Читать книгу Das Erzählwerk Cécile Wajsbrots - Herbert Huesmann - Страница 44
2.3.2 New York vs. Heidelberg
ОглавлениеEin weiteres Mal taucht Heidelberg im zweiten Kapitel auf.1 Mariane erinnert sich, dass ihr Sohn John sie einige Male gebeten hat, ihm von Heidelberg zu erzählen. Allein der Name der Stadt habe ihr Herz höher schlagen lassen und in ihr den Wunsch geweckt, mit jemandem Deutsch zu sprechen. Da dies mit John nicht möglich war, vermochte sie seine Fragen nicht so zu beantworten, wie sie es eigentlich wollte: „[…] elle ne parvenait pas à lui répondre […].“2 Sie lieferte nüchterne Informationen, ohne in ihrer Muttersprache „ihr Herz sprechen lassen“ zu können. So wurde Heidelberg in ihrer Antwort zu „[…] une ville comme une autre […]“3 degradiert.

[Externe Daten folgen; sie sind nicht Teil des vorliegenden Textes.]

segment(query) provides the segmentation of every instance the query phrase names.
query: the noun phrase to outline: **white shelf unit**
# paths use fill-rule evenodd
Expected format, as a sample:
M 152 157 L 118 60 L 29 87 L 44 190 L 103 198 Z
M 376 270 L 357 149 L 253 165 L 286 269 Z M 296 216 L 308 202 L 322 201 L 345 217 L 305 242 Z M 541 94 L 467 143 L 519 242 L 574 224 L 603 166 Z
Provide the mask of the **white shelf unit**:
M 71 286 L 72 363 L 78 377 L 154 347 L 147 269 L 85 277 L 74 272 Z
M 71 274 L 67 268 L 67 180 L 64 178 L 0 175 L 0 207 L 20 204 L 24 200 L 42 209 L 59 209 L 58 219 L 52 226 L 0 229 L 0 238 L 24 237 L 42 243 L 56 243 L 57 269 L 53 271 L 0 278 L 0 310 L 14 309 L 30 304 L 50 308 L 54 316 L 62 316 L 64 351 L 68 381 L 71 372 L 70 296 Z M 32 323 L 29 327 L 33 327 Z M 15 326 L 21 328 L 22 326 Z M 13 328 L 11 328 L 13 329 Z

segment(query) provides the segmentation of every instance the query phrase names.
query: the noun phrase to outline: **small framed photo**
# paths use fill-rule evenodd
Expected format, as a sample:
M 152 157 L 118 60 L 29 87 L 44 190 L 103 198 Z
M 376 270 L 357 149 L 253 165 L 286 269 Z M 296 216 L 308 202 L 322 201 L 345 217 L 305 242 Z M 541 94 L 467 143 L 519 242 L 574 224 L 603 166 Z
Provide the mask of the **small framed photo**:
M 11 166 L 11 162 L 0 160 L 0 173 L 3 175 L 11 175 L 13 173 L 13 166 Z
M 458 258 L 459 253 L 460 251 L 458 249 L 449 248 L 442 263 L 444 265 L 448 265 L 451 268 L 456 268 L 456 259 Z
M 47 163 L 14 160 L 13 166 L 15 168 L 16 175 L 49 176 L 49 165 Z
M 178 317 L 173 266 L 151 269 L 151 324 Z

Wenn John besonders drängte, erwähnte sie auch noch die Schlossruine, den Neckar und den Philosophenweg und sogar das etwas weiter stromaufwärts gelegene Tübingen mit Hölderlins berühmtem Turm. Und wenn John Worte wie Hölderlin und Tübingen wiederholte, als schlössen sie ein Geheimnis ein, dann hatte Mariane den deprimierenden Eindruck „[…] qu’elle aussi, comme le poète, se trouvait enfermée dans une tour, depuis bien des années“4. In diesen Momenten begreift sie, wie stark sie sprachlich und kulturell in ihrer Heimatstadt Heidelberg verwurzelt und wie radikal sie in New York von dieser sie prägenden Verbindung getrennt ist.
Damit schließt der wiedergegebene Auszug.